当時、盛り上がりを見せていたのが「CMJチャート」、大学生向けのミニコミ誌「カレッジメディアジャーナル」による音楽チャートです。そこには、ビルボードのようなダイナミズムこそないものの、熱心な音楽リスナーであるアメリカの大学生らによる、独自のミュージックチャートがあり、ユニークなバンドが小ブレイクをしていた。結果、大ブレイクしたのが「REM」なんですけれどね。
華のなさで大ブレイクしそこねたピクシーズ
ニルヴァーナ前夜のCMJで盛り上がっていたバンドといえば、ダイナソーJrやソニック・ユースなど、歪みまくった音を特徴とするギターポップ勢。アメリカのオリジナルパンクの影響が非常に色濃い連中です。
その中でも、独特のポップな曲調で人気を集めていたのが「ピクシーズ(PIXIES)」なのですが、まあメジャーでブレイクするには少々難点がありました。

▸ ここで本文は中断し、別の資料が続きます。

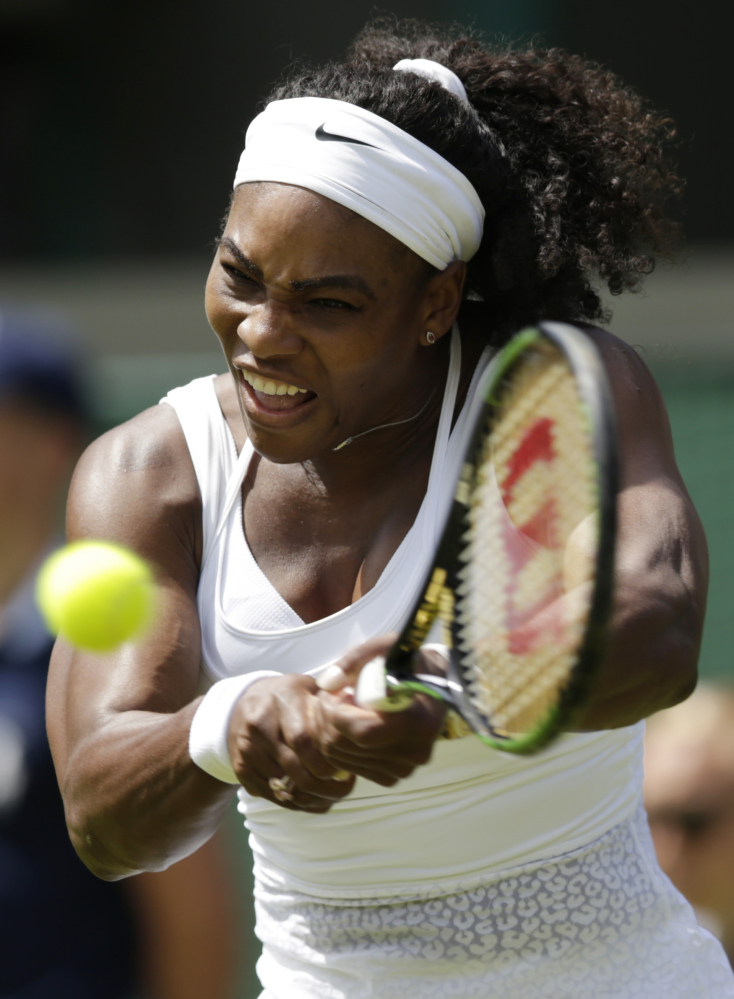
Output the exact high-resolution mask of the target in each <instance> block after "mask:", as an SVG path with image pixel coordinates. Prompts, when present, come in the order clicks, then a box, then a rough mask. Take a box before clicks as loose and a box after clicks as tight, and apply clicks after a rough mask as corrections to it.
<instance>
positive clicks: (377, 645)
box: [319, 635, 447, 787]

リードボーカルのブラック・フランシスを始めとして、華が一切ないのです。
ブラック・フランシスはとんでもないデブですし、ベースの紅一点キム・ディールはただの姉ちゃんです。ドラムとサイドギターに至っては、さながら中南米からやってきた不法移民……まあ、華がない。
しかし、彼らの音は非常に先鋭的でしたし、ニルヴァーナも大きな影響を受けたのは有名な話。
だって、彼らの最大のヒット曲「スメルズ・ライク・ティーン・スピリット」はピクシーズの「ディベイサー」という曲を耳コピーしていた際に生まれたという話もあるぐらいですから。
ロックとは本来、陰キャラのためのもの
「元々ロックなんて、友だちがいない子どものためのものなんだから」
そんなピクシーズのデブちんフロントマン、ブラック・フランシスの言葉です。
日本でも、大体満ち足りた学生生活を送っている人間は、アメリカのCMJチャートからピクシーズなんてバンドを見つけてきて悦に入ったりはしませんし、ギターを手に取ったりはしないもの。犬助の時代の、今でいう「リア充」は、カラオケ映えする曲ばかり聞いていたものです。
ロックとは本来、友だちがいないといった「陰キャラ」の心の隙間に染み入るものという言葉は、非常に的を射ていたのです。
オヤジにロックは必要ないのか?
最近のロックが心にしみないのはなぜなのか? しばらく、こんなことを考えていた時にふと思い出したのが、先述の言葉でした。
犬助の感受性のエッジが鈍ったか? とか、いや、つまらない音ばかりだからか? とか、色々考えていたのですが、何のことはない犬助自身が陰キャラからリア充へと、変貌を遂げたからに違いないという結論に達したのです。
家族を持ち、職場や取引先では良い仲間に恵まれ……そんなオヤジには、ロックなんて必要ないのです。
例えば、皆さんもご両親を思い出して下さい。彼らはロックなんて聴いていましたか? 絶対に聞いてはいないでしょう。
さて、件のピクシーズ、2004年の再結成以来、すっかり伝説のバンド扱いをされてしまい、フジロックフェスティバルやサマーソニックにも出演していました。
これで、ブラック・フランシスもリア充への転換を遂げたのかな? などと思った次第。
まあ、相変わらず、デブで冴えないルックスでしたけどね。